For your example, the only reason to return an IList<int> rather than a List<int> is if you want to reserve the right to return some other implementation of IList<int> in the future. The disadvantage of returning IList<int> rather than List<int> is it gives less information and fewer guarantees to the consumer. The consumer can't exploit any List-specific methods or other functions that consume specifically Lists and not ILists in general. They also lose guarantees in behavior. There are very many possible implementations of IList that observably don't behave like a List.

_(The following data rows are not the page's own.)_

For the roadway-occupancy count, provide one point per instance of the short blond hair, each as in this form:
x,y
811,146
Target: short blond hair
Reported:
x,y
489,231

In practice, I think it is pretty common that there's no realistic expectation that we'd change the return type for a method especially for more data-like objects as opposed to service-like objects.


I wrote the remainder before I decided to take the tack articulated in the above paragraphs. I think the above paragraphs make the case on their own, so reading the following paragraphs isn't necessary, but I didn't feel like just throwing them away. They are essentially more examples of the importance and value of precise types and the guarantees they provide.


Structural types like sum and product (i.e. tuple) types tend to have particularly important guarantees and looser interfaces will lead to the loss of our ability to rely on these guarantees. Values of structural types are arguably "generic" data-like objects.

Starting with (immutable) tuples and specifically pairs first, the idea of a pair type like (A, B) is that its values contain exactly a value of type A and a value of type B. For the purposes of consuming a tuple type, an interface with getA and getB methods would suffice (ignoring potential side-effects), but such an interface doesn't preclude a getC, etc. If we don't ignore side-effects, then the interface isn't even adequate for consumption. The point being that the pair type communicates that all of the relevant information is contained in the two components. This is represented by a (weakened[1]) universal property of the form: (p.getA(), p.getB()) = p, (a, b).getA() = a, and (a, b).getB() = b where the equalities are value equalities, though the latter two should be true even at the level of object identity. The first equation really drives home the fact that the components of a pair contain all the information of that pair. When you're transforming these pairs and not just reading out their components, these universal properties matter.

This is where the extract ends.